У меня нет времени. Нет времени на детство, на слезы, на бессильные обиды. Мой кошмарный «сон» дал мне бесценный опыт тысячи жизней, но он не дал мне ни физической силы, ни верных людей, ни власти. Я заперт в этом слабом, хрупком теле, как могущественный гений в тесной бутылке. Значит, придется играть в долгую. Придется стать невидимым, незаметным. Стать тенью самого себя. Быть самым послушным, самым набожным и самым безропотным ребенком во всем этом проклятом дворце. Стать идеальным зеркалом, послушно отражающим то, что они хотят видеть.

До поры до времени.

Прерывая поток мыслей, взгляд зацепился за дверь, что стояла, почти вплотную к «красному углу». Низкая, темная, неприметная, почти полностью скрытая за тяжелой портьерой из выцветшего фландрского сукна. Я осторожно толкнул ее. Дубовая доска поддалась легко, абсолютно бесшумно, словно плывя в воздухе. Кованые петли были идеально смазаны густым салом или воском — здесь ничто не должно было нарушать тишину молитвы и беседы с Богом.
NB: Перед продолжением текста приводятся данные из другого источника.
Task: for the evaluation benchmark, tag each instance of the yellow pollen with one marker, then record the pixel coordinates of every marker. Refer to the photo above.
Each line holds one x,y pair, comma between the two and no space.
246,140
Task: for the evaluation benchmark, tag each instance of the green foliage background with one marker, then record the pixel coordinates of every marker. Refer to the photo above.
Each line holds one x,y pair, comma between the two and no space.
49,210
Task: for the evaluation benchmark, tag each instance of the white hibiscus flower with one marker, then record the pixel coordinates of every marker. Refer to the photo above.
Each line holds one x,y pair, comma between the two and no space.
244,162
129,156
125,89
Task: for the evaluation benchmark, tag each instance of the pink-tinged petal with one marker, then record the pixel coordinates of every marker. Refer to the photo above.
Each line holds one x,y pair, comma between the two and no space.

За дверью, как я и предполагал изначально, оказалась моя домовая часовня, молельня. Крохотное, тесное помещение, не больше трех шагов в длину и четырех в ширину, с низким сводчатым потолком. Каменные плиты пола и стен источали совершенно иной холод, чем в спальне — не жилой, а вечный, могильный, тот, что накапливается веками в склепах и подземельях. В дальнем углу, занимая почти всю стену, темнел иконостас из трех ярусов, сплошь покрытый окладами из тусклого, почти черного от времени серебра, с редкими, но яркими всполохами позолоты и драгоценных камней.